As a former vice president dogged by allegations of corruption, Abubakar drew criticism and scepticism when he announced his intention to run in the February 2019 presidential polls. But his campaign for the Peoples Democratic Party (PDP) is gaining momentum, with the 71-year-old political veteran casting himself as an antidote to lacklustre growth in Nigeria.
Abubakar laid out his plan to ramp up growth in his policy document, targeting a gross domestic product of $900 billion (788 billion euros) by 2025 – more than double the current amount – and vowing to lift “at least 50 million people out of extreme poverty”.

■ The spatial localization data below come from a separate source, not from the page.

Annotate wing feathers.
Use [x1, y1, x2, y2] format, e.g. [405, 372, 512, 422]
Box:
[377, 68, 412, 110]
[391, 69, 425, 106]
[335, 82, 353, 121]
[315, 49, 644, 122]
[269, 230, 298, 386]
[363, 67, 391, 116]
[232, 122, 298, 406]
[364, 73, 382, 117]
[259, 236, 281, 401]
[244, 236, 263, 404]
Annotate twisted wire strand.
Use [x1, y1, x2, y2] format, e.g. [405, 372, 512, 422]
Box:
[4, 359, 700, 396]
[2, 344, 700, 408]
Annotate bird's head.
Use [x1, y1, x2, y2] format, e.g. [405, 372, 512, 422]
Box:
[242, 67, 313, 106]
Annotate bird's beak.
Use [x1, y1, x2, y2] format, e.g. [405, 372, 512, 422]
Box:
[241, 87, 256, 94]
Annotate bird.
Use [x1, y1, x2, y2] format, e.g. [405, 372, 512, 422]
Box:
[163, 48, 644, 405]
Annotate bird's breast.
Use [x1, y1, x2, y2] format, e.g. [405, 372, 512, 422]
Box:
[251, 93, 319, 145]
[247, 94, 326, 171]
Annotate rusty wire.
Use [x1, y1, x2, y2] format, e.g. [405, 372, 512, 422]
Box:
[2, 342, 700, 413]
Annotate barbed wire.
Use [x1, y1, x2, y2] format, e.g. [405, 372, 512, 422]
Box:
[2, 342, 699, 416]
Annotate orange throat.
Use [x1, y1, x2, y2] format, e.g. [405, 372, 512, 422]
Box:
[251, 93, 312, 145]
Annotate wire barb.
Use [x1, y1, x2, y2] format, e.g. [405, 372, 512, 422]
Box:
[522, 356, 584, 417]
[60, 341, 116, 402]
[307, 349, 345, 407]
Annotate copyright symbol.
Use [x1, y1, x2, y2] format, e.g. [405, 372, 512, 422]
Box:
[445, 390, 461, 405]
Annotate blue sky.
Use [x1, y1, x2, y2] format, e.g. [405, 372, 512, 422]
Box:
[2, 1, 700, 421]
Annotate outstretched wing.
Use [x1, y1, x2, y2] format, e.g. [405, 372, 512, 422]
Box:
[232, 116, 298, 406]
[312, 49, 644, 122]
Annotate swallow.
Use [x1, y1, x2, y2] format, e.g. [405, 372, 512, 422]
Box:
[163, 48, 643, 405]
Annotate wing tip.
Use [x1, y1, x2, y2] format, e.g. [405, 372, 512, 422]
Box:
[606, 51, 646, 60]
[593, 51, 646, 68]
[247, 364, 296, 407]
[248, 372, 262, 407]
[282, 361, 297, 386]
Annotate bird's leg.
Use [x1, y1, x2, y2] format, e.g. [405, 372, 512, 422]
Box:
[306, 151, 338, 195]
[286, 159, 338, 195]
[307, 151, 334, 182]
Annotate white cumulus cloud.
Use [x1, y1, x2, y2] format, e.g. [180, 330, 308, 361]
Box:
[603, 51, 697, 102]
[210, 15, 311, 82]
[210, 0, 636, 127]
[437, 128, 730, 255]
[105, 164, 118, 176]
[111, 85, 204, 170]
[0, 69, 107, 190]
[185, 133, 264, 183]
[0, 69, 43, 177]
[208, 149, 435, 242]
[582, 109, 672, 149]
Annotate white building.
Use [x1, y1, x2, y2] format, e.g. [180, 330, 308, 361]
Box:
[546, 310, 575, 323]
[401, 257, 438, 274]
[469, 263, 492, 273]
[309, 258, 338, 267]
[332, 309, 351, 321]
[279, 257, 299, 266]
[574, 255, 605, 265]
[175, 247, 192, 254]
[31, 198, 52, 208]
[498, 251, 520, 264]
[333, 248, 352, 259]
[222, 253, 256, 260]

Under his plan to help businesses he would introduce tax incentives, improve availability of foreign exchange and accelerate the privatisation of the power sector. He would partially privatise the state-run oil company and “reconsider” the introduction of bidding rounds for marginal fields and oil blocks, and he plans to double refining capacity to 2 million barrels of crude daily by issuing new licenses for greenfield investments in crude refineries.
In response to Buhari, who in a misstep earlier this year said youth in Nigeria “do nothing”, Abubakar pledged to revive an apprenticeship programme which will recruit 100 000 artisans to train one million people. The opposition candidate promises to introduce liberalising reforms in contrast to Buhari, a 75-year-old former general who has focussed instead on rooting out corruption.
Buhari’s anti-graft campaign has yet to secure any high-profile convictions while his opponents accuse him of mounting a political witch-hunt. Although Nigeria is Africa’s top oil producer, poverty is rampant and unemployment is high in the former British colony.
The government, approaching its 10th year fighting Boko Haram jihadists in the northeast, is also struggling to contain outbreaks of violence between herders and farmers across the country.